The private cloud is not a new concept. As long as there have been data centres, there have been IT leaders envisioning the delivery of IT-as-a-Service. The difference between yesterday’s daydreamers and today’s innovators lies in x86 virtualization as an enabling platform technology. Virtualization adoption is fast becoming recognized as the fundamental first step in a journey towards private cloud. To progress further, organizations will also need to adopt changes in their IT processes and procedures. These shifts can be challenging, but they become easier to manage if IT organizations resist rip-and-replace methodologies and embrace a more pragmatic path to the private cloud.
While virtualization has been the catalyst for private cloud, it is also a source of complexity in itself. When the focus of virtualization is initially on server consolidation (i.e., a low percentage of physical servers involved, few production virtual machines, and few mission critical applications), the complexity is low and one can manage the environment quite comfortably with little disruption to current processes. However, as organizations scale up their virtual environments, increase consolidation ratios and include more business-critical applications, complexity and staffing workloads will increase.
We know at this point in the evolution of virtualization that we are dealing with a disruption to the status quo. Traditional data centre organizations and management systems still require the coordination and collaboration of teams spanning operations, security, storage, network, server and applications; but legacy management, processes and technology are inadequate for the virtual world. As they move toward the private cloud, IT organizations face a lengthy to-do list:
- Align security, operations, application, server, storage and network teams towards common goals and SLAs.
- Implement a new integrated data centre management system, uniquely designed for the virtual environment.
- Automate repetitive tasks to reduce the burden on administrators.
- Manage these changes without disruption to day-to-day administration.

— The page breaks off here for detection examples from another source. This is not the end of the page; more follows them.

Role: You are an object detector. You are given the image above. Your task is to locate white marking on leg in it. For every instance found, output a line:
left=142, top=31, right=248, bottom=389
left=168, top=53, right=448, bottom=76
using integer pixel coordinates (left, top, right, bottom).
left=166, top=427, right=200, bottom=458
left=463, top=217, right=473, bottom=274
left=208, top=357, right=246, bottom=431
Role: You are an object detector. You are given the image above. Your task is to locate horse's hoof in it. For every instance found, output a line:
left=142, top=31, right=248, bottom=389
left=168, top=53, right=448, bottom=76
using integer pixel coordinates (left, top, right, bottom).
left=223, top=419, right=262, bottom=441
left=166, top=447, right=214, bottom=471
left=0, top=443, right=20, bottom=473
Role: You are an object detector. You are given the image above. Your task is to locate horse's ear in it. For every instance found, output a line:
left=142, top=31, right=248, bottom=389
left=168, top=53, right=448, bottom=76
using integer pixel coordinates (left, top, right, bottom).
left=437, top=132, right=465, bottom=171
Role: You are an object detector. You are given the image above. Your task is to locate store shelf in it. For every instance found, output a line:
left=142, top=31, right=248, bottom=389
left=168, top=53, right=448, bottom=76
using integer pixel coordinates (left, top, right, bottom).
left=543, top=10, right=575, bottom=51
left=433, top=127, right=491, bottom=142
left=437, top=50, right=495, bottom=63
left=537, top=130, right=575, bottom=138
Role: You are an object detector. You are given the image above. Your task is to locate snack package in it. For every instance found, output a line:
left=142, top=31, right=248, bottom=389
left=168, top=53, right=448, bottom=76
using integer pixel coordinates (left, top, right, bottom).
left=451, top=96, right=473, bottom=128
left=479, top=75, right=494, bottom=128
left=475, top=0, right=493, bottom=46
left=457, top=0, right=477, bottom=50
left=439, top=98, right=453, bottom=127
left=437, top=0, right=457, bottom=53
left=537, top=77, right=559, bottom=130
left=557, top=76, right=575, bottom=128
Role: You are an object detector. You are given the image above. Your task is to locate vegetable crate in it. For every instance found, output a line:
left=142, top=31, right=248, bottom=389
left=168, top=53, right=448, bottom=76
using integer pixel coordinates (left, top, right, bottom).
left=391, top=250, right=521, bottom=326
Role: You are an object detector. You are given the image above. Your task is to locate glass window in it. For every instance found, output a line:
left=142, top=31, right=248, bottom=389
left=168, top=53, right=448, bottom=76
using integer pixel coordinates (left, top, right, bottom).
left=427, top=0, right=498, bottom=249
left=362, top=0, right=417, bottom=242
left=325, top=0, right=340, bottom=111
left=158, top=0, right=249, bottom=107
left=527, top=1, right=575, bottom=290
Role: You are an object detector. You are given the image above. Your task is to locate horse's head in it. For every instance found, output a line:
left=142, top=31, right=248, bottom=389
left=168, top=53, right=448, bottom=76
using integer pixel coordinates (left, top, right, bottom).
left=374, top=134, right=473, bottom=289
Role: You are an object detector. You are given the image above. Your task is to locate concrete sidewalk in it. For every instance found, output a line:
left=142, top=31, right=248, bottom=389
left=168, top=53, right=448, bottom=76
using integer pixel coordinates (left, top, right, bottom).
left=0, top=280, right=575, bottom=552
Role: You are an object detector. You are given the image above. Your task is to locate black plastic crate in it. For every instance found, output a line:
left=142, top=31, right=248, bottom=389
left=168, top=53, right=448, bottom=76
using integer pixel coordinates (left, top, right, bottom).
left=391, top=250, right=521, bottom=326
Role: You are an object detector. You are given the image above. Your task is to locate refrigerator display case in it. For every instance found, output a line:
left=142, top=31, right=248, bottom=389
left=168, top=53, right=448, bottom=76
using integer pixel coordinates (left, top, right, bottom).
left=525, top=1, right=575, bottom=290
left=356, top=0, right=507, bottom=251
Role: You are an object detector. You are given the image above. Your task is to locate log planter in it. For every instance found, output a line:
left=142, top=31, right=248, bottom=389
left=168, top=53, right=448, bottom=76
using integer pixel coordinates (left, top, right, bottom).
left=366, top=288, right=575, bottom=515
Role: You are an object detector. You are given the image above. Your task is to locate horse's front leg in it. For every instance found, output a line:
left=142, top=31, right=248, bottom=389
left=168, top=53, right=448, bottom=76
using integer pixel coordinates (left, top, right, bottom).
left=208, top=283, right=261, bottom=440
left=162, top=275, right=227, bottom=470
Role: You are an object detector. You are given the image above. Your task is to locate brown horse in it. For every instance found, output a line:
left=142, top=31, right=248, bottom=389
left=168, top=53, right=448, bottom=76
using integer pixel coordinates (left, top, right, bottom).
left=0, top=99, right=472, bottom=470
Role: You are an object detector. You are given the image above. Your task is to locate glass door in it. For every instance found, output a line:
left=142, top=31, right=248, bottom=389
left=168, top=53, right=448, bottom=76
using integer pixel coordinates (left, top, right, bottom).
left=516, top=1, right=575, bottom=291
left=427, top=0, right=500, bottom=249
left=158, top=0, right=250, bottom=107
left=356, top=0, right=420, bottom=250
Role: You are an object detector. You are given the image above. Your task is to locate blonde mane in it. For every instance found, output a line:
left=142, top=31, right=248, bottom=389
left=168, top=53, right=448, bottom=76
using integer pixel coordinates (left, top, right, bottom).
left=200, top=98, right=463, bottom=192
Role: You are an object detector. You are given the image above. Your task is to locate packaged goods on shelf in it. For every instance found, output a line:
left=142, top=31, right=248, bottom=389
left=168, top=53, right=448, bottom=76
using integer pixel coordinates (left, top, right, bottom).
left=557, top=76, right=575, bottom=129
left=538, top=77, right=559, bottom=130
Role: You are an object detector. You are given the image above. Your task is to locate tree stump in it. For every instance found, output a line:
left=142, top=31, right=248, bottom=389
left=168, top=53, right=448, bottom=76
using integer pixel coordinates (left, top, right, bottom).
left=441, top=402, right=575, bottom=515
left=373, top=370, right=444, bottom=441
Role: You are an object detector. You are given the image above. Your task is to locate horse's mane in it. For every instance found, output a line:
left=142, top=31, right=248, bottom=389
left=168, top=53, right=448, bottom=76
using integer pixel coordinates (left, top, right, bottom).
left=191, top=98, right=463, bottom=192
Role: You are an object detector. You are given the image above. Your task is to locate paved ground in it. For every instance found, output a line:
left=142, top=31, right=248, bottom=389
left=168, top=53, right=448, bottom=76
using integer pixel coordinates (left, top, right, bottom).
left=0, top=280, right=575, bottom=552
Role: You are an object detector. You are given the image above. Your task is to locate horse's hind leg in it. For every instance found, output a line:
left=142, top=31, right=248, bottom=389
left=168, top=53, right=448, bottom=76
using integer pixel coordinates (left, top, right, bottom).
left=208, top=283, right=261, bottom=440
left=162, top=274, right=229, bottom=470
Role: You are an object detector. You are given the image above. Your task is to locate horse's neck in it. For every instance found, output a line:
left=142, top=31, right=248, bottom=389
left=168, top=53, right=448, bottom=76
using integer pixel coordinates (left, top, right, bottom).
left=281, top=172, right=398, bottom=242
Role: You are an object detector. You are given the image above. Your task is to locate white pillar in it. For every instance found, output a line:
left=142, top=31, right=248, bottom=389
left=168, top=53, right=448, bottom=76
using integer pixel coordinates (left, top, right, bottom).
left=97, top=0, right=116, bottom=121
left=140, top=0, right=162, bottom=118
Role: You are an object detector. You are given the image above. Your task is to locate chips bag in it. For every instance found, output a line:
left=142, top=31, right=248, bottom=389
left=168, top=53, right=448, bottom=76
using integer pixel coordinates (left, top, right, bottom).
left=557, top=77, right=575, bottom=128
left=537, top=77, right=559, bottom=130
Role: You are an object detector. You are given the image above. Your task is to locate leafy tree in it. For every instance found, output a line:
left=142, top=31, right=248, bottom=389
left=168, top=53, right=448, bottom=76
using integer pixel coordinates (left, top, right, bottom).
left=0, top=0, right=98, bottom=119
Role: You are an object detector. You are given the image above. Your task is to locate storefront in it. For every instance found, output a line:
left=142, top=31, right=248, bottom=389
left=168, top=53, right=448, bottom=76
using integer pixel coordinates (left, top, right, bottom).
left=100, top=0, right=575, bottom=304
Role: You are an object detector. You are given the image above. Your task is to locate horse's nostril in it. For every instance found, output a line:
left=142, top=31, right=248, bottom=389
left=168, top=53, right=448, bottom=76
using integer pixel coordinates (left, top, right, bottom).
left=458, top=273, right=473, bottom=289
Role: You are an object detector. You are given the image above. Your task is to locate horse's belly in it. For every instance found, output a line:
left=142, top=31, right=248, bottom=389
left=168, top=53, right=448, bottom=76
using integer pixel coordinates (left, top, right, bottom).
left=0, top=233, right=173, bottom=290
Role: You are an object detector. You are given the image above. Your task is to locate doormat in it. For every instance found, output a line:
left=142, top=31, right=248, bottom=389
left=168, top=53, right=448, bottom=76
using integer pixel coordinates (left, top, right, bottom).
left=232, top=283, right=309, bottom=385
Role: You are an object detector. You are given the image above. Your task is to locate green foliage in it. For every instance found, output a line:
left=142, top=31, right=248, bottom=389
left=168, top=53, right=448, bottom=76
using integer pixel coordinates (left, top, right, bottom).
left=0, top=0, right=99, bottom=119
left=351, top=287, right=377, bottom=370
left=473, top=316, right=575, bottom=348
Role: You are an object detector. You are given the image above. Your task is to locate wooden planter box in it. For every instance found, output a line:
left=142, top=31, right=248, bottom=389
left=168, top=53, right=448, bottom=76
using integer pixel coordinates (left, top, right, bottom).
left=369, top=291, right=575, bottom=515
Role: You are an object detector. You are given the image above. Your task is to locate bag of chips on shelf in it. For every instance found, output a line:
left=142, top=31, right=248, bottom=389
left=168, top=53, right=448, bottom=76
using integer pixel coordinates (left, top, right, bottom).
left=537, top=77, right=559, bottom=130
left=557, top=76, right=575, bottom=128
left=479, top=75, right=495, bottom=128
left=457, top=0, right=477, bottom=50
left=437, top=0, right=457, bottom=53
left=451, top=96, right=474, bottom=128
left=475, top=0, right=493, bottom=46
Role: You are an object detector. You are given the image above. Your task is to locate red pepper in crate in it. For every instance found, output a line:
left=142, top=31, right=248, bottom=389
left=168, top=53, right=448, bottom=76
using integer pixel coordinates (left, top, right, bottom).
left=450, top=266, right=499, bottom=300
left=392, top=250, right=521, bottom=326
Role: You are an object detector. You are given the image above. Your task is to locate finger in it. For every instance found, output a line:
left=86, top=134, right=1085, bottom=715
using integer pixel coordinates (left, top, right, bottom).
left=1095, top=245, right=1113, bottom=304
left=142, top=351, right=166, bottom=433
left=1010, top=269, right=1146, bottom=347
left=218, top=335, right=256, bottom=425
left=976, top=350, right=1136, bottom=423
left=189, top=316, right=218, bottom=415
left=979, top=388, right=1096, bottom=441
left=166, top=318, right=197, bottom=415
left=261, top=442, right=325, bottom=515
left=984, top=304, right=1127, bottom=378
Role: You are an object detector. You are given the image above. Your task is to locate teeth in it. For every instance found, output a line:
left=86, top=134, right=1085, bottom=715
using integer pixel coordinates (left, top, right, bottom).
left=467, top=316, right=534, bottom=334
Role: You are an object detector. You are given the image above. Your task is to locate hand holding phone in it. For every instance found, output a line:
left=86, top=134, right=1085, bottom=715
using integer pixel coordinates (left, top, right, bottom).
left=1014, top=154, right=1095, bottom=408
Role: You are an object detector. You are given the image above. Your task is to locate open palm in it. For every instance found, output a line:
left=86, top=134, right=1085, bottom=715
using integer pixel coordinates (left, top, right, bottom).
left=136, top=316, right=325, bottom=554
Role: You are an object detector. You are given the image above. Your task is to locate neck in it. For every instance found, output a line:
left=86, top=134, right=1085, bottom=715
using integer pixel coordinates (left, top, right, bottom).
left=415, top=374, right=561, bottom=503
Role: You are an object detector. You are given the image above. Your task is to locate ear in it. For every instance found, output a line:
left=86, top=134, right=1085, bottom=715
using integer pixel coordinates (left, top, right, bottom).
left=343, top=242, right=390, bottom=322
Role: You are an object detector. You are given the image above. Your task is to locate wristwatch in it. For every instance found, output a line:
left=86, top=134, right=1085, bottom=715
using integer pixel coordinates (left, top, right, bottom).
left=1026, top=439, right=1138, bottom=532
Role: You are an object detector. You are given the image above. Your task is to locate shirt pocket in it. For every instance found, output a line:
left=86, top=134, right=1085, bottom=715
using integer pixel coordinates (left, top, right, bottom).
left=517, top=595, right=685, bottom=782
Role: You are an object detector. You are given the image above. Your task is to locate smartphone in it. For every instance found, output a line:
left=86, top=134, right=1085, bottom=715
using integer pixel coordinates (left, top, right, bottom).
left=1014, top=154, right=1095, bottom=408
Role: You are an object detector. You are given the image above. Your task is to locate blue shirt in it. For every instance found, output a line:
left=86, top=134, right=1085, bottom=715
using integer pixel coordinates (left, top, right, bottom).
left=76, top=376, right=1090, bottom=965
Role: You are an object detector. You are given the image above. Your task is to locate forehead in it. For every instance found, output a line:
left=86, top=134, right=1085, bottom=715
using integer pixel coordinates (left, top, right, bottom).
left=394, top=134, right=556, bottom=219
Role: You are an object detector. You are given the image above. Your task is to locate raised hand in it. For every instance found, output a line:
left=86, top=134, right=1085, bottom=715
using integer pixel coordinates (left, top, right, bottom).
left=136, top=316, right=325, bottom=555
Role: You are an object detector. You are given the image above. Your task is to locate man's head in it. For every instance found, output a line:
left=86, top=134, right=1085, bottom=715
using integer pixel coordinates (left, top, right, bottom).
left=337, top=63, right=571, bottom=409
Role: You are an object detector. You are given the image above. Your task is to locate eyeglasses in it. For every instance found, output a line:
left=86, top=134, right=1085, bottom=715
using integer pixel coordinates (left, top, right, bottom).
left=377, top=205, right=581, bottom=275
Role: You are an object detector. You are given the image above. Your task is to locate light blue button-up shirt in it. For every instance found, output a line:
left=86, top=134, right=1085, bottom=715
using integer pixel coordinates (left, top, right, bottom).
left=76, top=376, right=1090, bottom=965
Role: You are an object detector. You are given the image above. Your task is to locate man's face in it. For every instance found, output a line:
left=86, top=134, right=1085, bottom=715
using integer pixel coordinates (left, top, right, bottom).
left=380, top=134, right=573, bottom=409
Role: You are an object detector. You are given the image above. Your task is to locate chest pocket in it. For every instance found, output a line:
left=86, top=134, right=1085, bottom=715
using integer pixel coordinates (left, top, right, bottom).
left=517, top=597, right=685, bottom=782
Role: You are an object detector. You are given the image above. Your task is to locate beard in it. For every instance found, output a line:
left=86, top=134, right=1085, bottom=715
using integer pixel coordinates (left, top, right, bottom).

· Discovery and reporting: Visibility is a necessity for data centre managers. If they can’t see what is happening, then they can’t manage it. As organizations determine which elements to adopt first, discovery and reporting should top of the list.
· Capacity management: Service level agreements are paramount to cloud success. In order to meet SLAs, businesses must proactively plan and continuously optimize infrastructure capacity needs by understanding growth trends and optimizing over or under-provisioned assets.
· Self-service options: Providing self-service capabilities to users will reduce the burden on administration teams while giving stakeholders the chance to obtain real time information about the virtual infrastructure without requiring accounts in vCenter/VirtualCenter
· Lifecycle management: This automated feature can make the difference between virtual sprawl and private cloud success, since the lifespan of virtual machines can be anything from minutes to years, and they are also inherently mobile. Tracking the status of every virtual asset becomes cumbersome without a lifecycle management tool that ensures only approved and compliant VMs are provisioned, that they are managed and controlled while they are in the environment, and that they are decommissioned at the end of their lives in order to free up valuable resources for reuse
· Change and configuration management: One aspect of the complexity inherent in growing virtual data centres is in the standardization and maintenance of configurations, as well as the monitoring and audit of all changes in the environment
· Resource optimization: Physical data centres must ensure that all resources are used efficiently and at optimal levels. This basic goal is even more important in the dynamic virtual datacenter, where undetected sprawl can lead to serious problems.
· Policy-based automation: As the volumes of VMs increase, manual maintenance and support of the environment becomes both unreliable and unworkable. The only way to get to any form of private cloud is through the use of standard practices, policies and automation
A management system with the above capabilities – adopted either piecemeal or as a whole – puts organizations on a pragmatic path toward the private cloud. IT must be able to see all the various infrastructure dimensions from a single pane of glass. With that vision clear, teams can begin to automate routine tasks, implement and standardize repeatable processes, identify roadblocks and inconsistencies, understand growth patterns and their impact on the business, and prioritize next steps. When IT achieves these milestones, they move from dreaming of the private cloud to reaching it.
Jay Litkey is CEO, founder and president of Embotics Corp., an Ottawa-based private cloud management company.